Remember, Deion keeps receipts. His alma mater hasn’t given him the time of day to this point. Plus, the lights aren’t a lot brighter in the ACC than they are in the Big 12. Both leagues lag well behind the SEC and Big 10 in power and notoriety. FSU and the ACC don’t give Deion what he really craves.
Then there’s the idea of Deion becoming the next coach of the NFL’s Dallas Cowboys.
This one has had legs since the season began. ESPN’s Stephen A. Smith made the proclamation early on, and has recently doubled down. A couple local radio folks have echoed the idea.

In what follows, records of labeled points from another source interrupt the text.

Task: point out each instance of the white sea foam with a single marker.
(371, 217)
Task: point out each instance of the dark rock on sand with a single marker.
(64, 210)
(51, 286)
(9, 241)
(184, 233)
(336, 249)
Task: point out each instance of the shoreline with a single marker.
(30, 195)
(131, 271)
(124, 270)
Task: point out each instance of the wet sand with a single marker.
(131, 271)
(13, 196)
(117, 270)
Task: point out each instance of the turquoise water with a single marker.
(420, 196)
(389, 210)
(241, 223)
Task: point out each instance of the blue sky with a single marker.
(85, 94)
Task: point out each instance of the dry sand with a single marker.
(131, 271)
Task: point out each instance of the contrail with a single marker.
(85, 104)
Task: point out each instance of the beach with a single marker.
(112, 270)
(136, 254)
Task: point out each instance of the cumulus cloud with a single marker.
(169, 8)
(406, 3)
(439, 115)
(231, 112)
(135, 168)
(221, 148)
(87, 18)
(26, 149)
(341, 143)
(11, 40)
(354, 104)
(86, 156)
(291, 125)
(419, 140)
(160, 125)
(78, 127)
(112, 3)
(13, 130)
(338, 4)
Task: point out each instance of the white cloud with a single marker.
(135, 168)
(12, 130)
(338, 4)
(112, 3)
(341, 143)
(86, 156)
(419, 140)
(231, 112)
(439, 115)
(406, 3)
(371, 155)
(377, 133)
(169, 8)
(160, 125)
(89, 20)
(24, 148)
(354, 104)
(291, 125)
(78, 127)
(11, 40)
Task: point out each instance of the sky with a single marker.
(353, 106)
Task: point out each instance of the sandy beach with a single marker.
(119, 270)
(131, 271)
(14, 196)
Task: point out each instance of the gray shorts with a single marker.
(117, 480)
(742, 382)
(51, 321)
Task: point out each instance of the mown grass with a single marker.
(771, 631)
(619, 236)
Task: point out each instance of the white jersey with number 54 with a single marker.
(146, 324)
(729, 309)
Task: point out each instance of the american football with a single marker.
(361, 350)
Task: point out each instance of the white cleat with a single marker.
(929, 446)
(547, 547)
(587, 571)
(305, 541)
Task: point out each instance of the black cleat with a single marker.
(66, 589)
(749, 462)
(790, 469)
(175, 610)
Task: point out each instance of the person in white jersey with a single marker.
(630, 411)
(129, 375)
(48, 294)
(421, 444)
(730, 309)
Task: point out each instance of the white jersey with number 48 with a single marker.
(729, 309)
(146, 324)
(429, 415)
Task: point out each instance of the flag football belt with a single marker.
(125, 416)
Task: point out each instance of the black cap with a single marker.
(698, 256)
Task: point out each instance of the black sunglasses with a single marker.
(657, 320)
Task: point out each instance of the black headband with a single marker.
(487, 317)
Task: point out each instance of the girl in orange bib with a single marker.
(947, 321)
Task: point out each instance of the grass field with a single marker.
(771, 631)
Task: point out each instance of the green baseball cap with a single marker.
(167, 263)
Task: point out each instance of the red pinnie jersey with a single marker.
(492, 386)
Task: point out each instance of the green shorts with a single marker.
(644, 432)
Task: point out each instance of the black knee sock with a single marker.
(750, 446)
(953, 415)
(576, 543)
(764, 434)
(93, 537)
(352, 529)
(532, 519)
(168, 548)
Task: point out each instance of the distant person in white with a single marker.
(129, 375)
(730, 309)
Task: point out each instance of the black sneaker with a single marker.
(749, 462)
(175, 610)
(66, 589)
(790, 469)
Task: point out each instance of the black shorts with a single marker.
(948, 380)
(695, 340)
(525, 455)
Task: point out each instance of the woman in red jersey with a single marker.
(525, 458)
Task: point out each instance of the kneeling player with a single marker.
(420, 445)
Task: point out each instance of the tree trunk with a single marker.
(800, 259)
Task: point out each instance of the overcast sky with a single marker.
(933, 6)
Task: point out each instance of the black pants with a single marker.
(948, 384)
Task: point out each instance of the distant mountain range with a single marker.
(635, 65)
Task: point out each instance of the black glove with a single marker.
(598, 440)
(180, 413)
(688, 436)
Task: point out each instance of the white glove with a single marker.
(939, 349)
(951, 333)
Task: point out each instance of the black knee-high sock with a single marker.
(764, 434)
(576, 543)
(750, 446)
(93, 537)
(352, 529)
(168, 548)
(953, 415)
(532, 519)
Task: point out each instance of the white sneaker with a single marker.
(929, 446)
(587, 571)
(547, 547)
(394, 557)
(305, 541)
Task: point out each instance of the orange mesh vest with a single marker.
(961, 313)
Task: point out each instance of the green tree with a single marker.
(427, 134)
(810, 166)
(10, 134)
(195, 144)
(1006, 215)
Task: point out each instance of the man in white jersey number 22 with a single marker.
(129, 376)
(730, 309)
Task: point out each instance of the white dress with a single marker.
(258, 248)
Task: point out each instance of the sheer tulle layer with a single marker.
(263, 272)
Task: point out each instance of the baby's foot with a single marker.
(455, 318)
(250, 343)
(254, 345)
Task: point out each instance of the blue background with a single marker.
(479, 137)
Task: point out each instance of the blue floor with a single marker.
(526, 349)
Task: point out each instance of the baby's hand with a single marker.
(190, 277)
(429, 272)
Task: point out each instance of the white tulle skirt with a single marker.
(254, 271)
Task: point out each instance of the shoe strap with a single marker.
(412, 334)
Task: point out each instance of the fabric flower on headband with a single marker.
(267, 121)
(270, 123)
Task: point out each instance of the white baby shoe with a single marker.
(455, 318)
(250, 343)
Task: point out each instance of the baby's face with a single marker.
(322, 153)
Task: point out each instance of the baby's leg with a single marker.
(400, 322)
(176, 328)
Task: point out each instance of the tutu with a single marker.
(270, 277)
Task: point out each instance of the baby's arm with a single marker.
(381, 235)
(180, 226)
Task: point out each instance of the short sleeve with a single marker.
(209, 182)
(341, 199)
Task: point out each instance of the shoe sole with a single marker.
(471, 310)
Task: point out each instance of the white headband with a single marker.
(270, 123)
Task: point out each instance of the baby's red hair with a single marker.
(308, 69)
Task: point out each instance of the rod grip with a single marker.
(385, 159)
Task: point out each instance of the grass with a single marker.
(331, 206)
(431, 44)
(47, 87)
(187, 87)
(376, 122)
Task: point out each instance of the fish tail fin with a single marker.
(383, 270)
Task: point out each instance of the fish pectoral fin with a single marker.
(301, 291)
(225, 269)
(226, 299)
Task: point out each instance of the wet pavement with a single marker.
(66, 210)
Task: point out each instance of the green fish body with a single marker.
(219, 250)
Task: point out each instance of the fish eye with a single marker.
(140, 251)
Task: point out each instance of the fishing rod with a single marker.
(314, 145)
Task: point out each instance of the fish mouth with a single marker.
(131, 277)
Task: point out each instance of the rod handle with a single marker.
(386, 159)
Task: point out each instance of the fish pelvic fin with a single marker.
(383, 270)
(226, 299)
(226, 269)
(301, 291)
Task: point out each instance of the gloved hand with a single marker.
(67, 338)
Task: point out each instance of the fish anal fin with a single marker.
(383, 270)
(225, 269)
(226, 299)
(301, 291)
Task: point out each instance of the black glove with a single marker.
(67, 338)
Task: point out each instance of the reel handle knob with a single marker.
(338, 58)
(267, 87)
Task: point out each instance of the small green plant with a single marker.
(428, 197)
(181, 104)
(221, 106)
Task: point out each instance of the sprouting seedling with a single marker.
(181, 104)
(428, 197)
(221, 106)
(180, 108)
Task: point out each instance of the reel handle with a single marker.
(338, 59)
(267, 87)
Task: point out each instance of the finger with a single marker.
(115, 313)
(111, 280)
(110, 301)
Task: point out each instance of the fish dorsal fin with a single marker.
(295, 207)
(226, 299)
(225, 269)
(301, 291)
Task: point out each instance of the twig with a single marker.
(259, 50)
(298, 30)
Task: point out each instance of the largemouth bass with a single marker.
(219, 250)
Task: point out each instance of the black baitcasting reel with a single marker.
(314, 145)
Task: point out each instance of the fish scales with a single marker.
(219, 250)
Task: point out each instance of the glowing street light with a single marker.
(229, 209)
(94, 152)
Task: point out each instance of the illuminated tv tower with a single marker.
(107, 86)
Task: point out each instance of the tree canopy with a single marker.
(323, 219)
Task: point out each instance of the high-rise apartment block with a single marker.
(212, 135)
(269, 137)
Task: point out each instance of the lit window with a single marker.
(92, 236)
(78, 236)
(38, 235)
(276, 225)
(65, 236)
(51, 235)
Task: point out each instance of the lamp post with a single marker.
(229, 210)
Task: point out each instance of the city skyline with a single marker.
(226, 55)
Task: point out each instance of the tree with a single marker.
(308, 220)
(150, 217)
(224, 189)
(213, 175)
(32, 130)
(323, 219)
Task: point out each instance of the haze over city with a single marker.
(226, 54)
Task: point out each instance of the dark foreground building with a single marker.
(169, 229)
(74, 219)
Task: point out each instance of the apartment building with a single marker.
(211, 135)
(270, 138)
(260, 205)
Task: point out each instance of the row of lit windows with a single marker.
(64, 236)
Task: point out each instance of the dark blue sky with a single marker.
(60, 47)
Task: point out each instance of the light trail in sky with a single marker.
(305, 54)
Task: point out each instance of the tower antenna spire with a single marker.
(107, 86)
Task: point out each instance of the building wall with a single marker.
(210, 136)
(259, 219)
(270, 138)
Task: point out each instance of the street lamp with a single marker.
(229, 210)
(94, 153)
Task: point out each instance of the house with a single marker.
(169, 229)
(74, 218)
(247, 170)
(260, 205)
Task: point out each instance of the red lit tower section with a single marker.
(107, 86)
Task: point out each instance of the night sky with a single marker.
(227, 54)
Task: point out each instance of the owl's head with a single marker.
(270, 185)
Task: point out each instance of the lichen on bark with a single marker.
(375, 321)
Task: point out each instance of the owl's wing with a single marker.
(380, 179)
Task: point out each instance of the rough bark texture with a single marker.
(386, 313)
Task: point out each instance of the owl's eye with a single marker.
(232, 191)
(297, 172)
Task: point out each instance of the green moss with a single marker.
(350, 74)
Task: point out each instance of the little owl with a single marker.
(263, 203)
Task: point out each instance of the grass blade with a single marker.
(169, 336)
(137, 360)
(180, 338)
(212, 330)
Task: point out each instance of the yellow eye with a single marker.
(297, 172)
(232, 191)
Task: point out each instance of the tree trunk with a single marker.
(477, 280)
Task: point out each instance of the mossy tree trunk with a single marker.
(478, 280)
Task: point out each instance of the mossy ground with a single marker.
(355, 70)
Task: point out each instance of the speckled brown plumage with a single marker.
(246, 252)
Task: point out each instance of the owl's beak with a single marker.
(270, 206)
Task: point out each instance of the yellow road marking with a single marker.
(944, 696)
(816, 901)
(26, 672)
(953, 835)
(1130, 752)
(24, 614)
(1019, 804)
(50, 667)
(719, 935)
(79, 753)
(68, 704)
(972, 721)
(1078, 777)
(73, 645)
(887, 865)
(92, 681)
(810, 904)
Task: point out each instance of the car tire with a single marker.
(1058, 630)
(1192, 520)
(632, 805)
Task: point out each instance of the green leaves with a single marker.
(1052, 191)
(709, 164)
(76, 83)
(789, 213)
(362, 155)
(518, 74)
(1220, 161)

Then, recently former NFL head coach and current ESPN talking head Rex Ryan chimed in and offered the same idea. Ryan’s comments made the front of the sports pages in Big D.
That’s because it all makes perfect sense. Deion and Dallas are meant to be.
Start here: There’s only one prominent football person that craves the kind of attention Deion brings as much as Deion. That’s Cowboys’ owner Jerry Jones. He would welcome the circus with open arms. Don’t think for one second he hasn’t gone down this road dozens of times in his mind.
Last offseason, after the Cowboys underachieved – again – Jones stuck with his beleaguered head coach, Mike McCarthy when he could have made a change. He also decided to pass on numerous prominent free agents Dallas could have signed. Then, just before this season he gave new contracts to two of his best players, QB Dak Prescott and wideout Cede Lamb. Those moves almost seemed to be done begrudgingly, because otherwise Jones has been doing next to nothing to improve his squad. Now Prescott is hurt and the Cowboys are losing.
Smith said on ESPN that he thinks Dallas should be tanking to get the top pick, which he believes will be Deion’s son Shedeur. The father-son/head coach-QB combo would be the talk of the NFL from day one. Would it work on the field? How many would pay Jones how much to find out?
Can Deion handle an NFL head coaching gig? Yes, as long as Jones allows him to sign two veteran, well-established coordinators. They do the coaching while Deion does the press conferences.
Others have suggested that maybe Deion ends up with the Las Vegas Raiders. While the lights are just as bright, that move just doesn’t seem to have the same pizazz. Vegas is a place coaches go to fail.
Nope. It’s Deion and Dallas. That’s always been a match made in football heaven, and it’s getting closer and closer to becoming reality.